Oczywiscie od razy usiadłam do kompa..............ups poprawka najpierw wziełam kolejna tabletke póżniej do kompa :) Czekałam na jakiś ludzi bo na moim gg były zaledwie kilka osób w tym Rysa, która ma zapalenie gardła (życze powrotu do zdrowia , mnie tez chyba bierze jakis katarek ) chwilke pogadałysmy o pewnym kimś podającym sie za Bartka z Rawicza (moze jest nim rzeczywiscie). Potem ludziki zaczęły sie schodzic ze szkoły i przyszedł także "kretyn :***" (o własnie sie pojawił na gg :D). Powiedział ze mam do niego przyjsc dzis i gdzies wyjdziemy razem , ja oczywiscie bez bazy zaczełam sie wypytywac ale nic mi ham największy nie powiedział ;) Poszłam do niego o 18.00 :) po drodze dowiedziałam sie ze dzis jest mecz na nowej sali i juz wiedziałam o co mu chodzi ( z tego wzgledu ze on tez gra w pogoni :) Kaczorku tylko nie myśl ze to Żur !! nie on ) Zdążyłam pogadac sobie z jego mamą dała mi kilka rad co do nauki :) thx :) I poszlismy na mecz :) On gdzies musiał jeszcze skoczyc wiec ja zostałam na sali z jego torbą i strojem. Szukając wolnego miejsca wypatrzyałam wsród tłumu KaFFke i NaFFke :) usiadłam koło nich :) Póżniej Paweł yyy tzn. Kretyn :* przyszedł po torbe bo musiał isc sie przebrac ( czika nie mogła sie doczekac zeby go oblookac czy jest ładniutki) I stwierdziała ze tak !! Pózniej grał a ja sie wiernie przyglądałam .Oczywiscie pogoń wygrała !!!! 5:1 !! Moje chłopaki :* hehehh...........bardzo dobrze grali to mi sie podobało :)


buahaha : :
sty 06 2004 Kolejna Notka Z Cyklu :
Komentarze: 5

    Nie no ja to chyba jakimś filozofem zostane =] Normalnie siedze i myśle o tych notkach :) I dziś  nie byłam na ostatnich 3 lekcjach, byłam w domku przed kompem to myśłam własnie ( o dziwo mi sie udało) :)

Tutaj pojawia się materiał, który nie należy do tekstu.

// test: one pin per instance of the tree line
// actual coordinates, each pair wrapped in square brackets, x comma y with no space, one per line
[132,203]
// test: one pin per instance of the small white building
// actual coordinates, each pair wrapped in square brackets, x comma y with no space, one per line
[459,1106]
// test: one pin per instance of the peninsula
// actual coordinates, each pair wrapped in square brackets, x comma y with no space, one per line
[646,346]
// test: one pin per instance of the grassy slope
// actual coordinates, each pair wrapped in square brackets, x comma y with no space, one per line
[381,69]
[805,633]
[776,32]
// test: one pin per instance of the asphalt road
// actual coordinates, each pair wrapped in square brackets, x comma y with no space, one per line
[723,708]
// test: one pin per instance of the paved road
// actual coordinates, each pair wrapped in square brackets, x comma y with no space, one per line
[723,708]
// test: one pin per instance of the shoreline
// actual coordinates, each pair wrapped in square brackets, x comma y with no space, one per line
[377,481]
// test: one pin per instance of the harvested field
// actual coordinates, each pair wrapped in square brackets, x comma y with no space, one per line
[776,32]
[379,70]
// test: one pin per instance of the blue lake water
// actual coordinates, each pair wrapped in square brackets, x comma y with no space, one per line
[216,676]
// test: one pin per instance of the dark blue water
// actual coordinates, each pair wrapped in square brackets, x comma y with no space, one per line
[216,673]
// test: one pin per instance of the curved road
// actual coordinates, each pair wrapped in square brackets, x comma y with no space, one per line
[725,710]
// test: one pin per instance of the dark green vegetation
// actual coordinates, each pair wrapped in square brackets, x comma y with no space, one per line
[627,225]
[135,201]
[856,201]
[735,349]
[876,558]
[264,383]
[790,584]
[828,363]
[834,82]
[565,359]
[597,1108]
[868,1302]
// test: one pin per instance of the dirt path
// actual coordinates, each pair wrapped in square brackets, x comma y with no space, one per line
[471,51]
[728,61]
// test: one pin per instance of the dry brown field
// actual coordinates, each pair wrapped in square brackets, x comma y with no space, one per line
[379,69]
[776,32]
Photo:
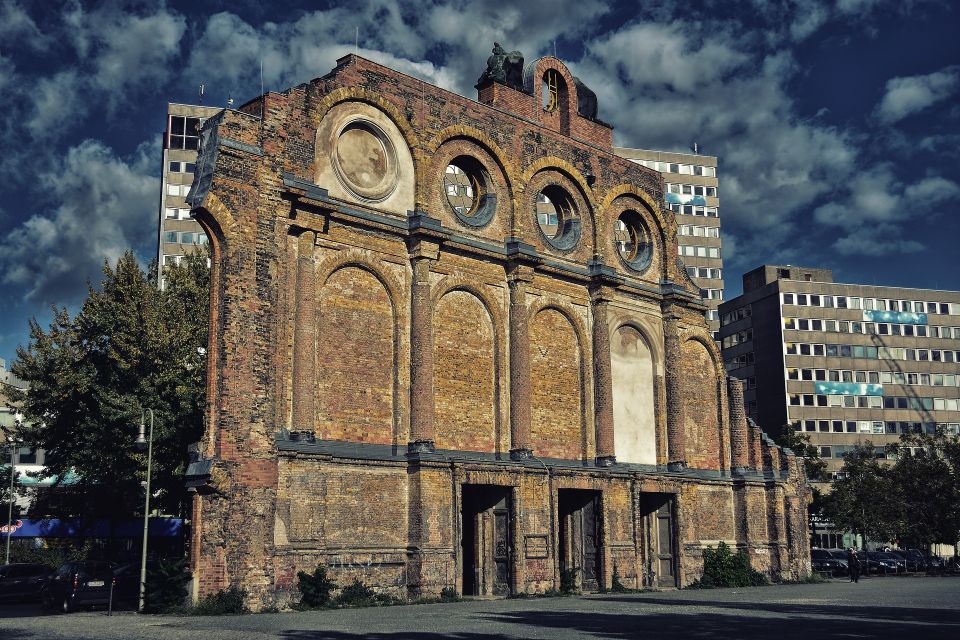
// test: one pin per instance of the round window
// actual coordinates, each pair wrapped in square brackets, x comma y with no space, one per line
[556,218]
[465,184]
[365,161]
[632,241]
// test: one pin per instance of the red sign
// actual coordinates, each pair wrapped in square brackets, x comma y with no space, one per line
[10,528]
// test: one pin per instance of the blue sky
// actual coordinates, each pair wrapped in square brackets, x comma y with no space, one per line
[836,122]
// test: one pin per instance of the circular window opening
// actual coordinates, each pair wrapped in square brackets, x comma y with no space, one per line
[556,217]
[365,160]
[466,186]
[632,241]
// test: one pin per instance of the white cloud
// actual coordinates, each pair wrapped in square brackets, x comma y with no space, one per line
[905,96]
[101,205]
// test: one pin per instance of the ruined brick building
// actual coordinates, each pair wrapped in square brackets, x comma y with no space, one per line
[453,346]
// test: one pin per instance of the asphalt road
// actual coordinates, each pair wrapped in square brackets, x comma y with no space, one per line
[902,608]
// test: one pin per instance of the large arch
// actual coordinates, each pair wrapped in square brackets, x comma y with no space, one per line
[632,374]
[356,357]
[701,406]
[557,395]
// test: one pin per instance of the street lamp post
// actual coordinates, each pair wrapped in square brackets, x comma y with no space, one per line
[12,439]
[147,443]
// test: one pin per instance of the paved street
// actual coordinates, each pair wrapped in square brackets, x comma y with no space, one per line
[910,607]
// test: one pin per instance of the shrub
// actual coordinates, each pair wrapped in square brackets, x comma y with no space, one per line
[166,586]
[224,602]
[568,581]
[358,594]
[722,568]
[315,589]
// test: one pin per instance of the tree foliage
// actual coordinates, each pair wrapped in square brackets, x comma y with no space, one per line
[130,346]
[915,501]
[799,443]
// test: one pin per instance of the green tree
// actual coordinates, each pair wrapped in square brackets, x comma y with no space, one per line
[927,479]
[863,498]
[799,443]
[130,346]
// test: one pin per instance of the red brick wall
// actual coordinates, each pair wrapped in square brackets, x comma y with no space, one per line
[463,374]
[355,358]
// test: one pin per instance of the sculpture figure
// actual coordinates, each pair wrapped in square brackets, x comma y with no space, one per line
[504,67]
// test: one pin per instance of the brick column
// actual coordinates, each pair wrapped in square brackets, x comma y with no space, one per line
[676,441]
[739,429]
[305,338]
[602,384]
[520,448]
[421,351]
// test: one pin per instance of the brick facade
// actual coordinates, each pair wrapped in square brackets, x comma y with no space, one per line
[420,399]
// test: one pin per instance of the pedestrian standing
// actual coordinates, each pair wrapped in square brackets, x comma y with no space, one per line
[853,563]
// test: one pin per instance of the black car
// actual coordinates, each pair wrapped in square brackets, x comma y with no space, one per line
[22,581]
[78,584]
[823,562]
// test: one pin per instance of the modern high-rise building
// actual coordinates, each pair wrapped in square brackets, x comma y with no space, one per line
[178,233]
[690,191]
[844,363]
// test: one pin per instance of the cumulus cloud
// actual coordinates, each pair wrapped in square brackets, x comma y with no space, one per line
[102,205]
[905,96]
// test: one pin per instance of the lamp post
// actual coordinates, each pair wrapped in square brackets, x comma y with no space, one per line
[12,439]
[141,443]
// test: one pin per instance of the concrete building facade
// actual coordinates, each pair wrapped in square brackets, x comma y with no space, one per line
[177,232]
[691,192]
[471,378]
[844,363]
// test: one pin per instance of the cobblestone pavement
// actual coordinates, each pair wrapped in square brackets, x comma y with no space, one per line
[901,608]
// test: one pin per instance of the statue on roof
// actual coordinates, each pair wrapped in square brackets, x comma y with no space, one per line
[504,67]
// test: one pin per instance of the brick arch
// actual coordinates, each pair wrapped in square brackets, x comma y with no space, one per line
[635,404]
[356,94]
[466,370]
[326,270]
[632,200]
[557,429]
[701,406]
[476,136]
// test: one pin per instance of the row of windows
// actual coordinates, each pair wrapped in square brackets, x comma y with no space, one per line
[738,338]
[181,167]
[869,328]
[691,189]
[185,237]
[675,167]
[737,314]
[704,272]
[698,252]
[693,210]
[873,402]
[873,426]
[699,232]
[870,304]
[875,377]
[872,353]
[711,294]
[178,189]
[173,213]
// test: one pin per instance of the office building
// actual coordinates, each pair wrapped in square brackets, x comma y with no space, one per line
[844,363]
[690,191]
[178,233]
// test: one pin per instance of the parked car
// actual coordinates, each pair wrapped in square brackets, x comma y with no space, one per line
[823,562]
[880,563]
[22,581]
[77,584]
[840,555]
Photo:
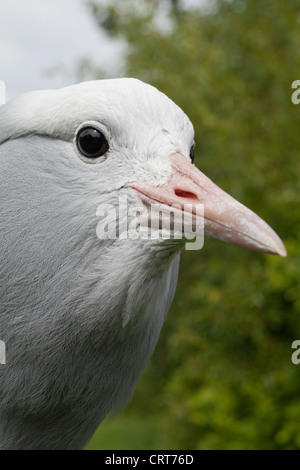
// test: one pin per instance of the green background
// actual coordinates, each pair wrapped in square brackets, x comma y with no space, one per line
[222,376]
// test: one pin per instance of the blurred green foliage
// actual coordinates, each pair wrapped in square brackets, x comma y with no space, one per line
[221,376]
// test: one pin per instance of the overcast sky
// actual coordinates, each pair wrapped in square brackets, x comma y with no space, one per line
[38,35]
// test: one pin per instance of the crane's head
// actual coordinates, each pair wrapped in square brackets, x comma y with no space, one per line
[92,142]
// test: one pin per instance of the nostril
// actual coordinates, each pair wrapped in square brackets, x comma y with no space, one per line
[185,194]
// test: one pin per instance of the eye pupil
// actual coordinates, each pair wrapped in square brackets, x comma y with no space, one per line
[92,143]
[192,153]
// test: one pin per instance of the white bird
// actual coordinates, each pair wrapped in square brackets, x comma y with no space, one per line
[80,316]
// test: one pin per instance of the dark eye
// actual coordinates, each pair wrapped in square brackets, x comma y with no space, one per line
[192,154]
[92,143]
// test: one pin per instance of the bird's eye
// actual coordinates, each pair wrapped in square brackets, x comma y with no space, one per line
[192,154]
[92,143]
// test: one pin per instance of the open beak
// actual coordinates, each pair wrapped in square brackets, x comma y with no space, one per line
[224,217]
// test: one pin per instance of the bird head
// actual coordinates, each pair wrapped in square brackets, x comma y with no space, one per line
[124,137]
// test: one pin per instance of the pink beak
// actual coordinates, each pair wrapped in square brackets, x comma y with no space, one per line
[224,217]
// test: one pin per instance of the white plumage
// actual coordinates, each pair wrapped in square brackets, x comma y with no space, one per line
[81,316]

Pisałam tak wczoraj o tych " mądrych notkach" ale dziś tak sobie myśle ze nawet gdybym chciała taka notke sobie na bloga walnąć to po co ? : żeby póżniej ktos podający sie za anonima skomentował mi to w bardzo hamski sposób używając przy tym obrażliwych słow . Troche to.........a nawet bardzo, nie wporządku moim zdaniem . Ktos sie namęczy, opisze jakieś wydarzenie ze swojego życia lub opisze swój dzień a potem przyjdzie jakis "idiota"( sorki ale inaczej nie moge tego kogos nazwac ) i skrytykuje = / Rozumiem gdyby jeszcze sie raczył podpisac ale widocznie nie ma odwagi. Tylko za monitorem taki zajebisty a na realu sie nie odezwie. Ale looz......... osobiscie wole kiedy ktos podejdzie i powie mi prosto w twarz a nie ......... dowiaduje sie z własnego bloga od anonimów  ze jestem taka i taka :) SĄ LUDZIE I PARAPETY =] nic na to nie poradze :)

O Fuck Teraz To Sie Dopiero Ludziom Naraziłam :0 hehehehhe...................=]

Chciałam jeszcze dodac ze ta notka nie jest do nikogo kierowana (choc mogłaby byc ) Pisałam tą notke myślac ogólnie .Nie raz sie zdarzyło ze czytałam zajebista notke a komentarze były beznadziejne .................ale cóż poradze to tylko ZAZDROŚĆ :)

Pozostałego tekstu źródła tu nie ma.